ScrapDynamics is a powerful framework for exploring and crawling websites.

These details have not been verified by PyPI

Project links

Homepage

GitHub Statistics

View statistics for this project via Libraries.io, or by using our public dataset on Google BigQuery

Project description

scrapdynamics

ScrapDynamics

Introduction
Installation
Getting Started
- CLI
- Library
Advance Usage
- Settings
Features
Examples

Introduction

ScrapDynamics is a powerful framework for exploring and crawling websites, extracting links and finding information using regex expressions, making it easy to automate the process of collecting any data on a web.

Installation

To install ScrapDynamics, you can use the following commands:

git clone https://github.com/GuyChahine/ScrapDynamics.git

pip install -r requirements.txt

Getting Started

CLI

To use ScrapDynamics from the command line interface, you can use the following command:

python -m scrapdynamics -u https://example.org -o ./results.json

In this example it starts the crawler at the specified URL "https://example.org" and saves the results in a JSON file at the path "./results.json".

You can also use the following options:

usage: ScrapDynamics [-h] [-v] [-u URL] [-o OUTPUT]
options:
  -h           --help             show this help message and exit
  -v           --version          show version
  -u URL       --url URL          base url
  -o OUTPUT    --output OUTPUT    path/filename.extention

Library

When using ScrapDynamics as a library, you can import it into your Python code and use the following code snippet:

import scrapdynamics as sd

crawler = sd.Crawler("https://example.org")
crawler.start()
crawler.to_json("./results.json")

This code creates a Crawler object with the specified URL, starts the crawling process, and saves the results in a JSON file.

Advance Usage

Settings

You can customize the behavior of ScrapDynamics by modifying the settings. Here's an example of how to create a Settings object and set various options:

from scrapdynamics.settings import Settings

settings = Settings()

You can modify the following settings:

link_findall: regex expression to find links

link_findall = "href=\"((?:https?|\/\w|\/\/\w).+?)\""
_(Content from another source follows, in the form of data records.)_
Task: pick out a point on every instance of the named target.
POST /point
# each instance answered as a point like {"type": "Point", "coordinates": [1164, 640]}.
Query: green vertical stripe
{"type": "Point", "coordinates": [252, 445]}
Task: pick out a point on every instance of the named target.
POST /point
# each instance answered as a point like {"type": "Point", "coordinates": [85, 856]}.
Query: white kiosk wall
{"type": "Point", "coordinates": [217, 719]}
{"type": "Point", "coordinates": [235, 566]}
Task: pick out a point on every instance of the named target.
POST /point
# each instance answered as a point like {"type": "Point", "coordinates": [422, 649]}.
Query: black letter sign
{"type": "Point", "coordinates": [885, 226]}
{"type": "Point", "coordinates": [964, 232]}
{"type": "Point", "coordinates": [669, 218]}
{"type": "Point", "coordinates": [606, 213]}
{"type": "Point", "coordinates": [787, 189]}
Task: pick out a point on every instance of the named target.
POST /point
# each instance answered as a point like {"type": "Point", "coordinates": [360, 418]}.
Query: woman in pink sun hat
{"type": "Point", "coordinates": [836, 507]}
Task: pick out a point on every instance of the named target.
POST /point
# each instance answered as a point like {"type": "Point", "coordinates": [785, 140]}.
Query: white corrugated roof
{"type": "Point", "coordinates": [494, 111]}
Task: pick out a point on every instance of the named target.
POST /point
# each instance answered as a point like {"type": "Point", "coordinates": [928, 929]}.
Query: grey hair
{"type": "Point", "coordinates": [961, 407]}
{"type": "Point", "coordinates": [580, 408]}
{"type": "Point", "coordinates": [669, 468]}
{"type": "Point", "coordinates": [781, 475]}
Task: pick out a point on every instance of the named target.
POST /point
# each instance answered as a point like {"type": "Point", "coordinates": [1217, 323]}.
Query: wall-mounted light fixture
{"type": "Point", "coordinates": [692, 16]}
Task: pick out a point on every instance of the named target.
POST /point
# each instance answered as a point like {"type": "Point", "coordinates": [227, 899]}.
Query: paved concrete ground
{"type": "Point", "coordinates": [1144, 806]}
link_relative_sub: regex expression to substitute relative links

link_relative_sub = ["(^\/\w.+?$)", "https://{domain}\1"]

link_schema_relative_sub: regex expression to substitute schema relative links

link_schema_relative_sub = ["(^(?:\/\/\w).*?$)", "https:\1"]

domain_findall: regex expression to find domain from a url

domain_findall = "https?:\/\/(?:www\.)?([^\/\s\'\"]+)"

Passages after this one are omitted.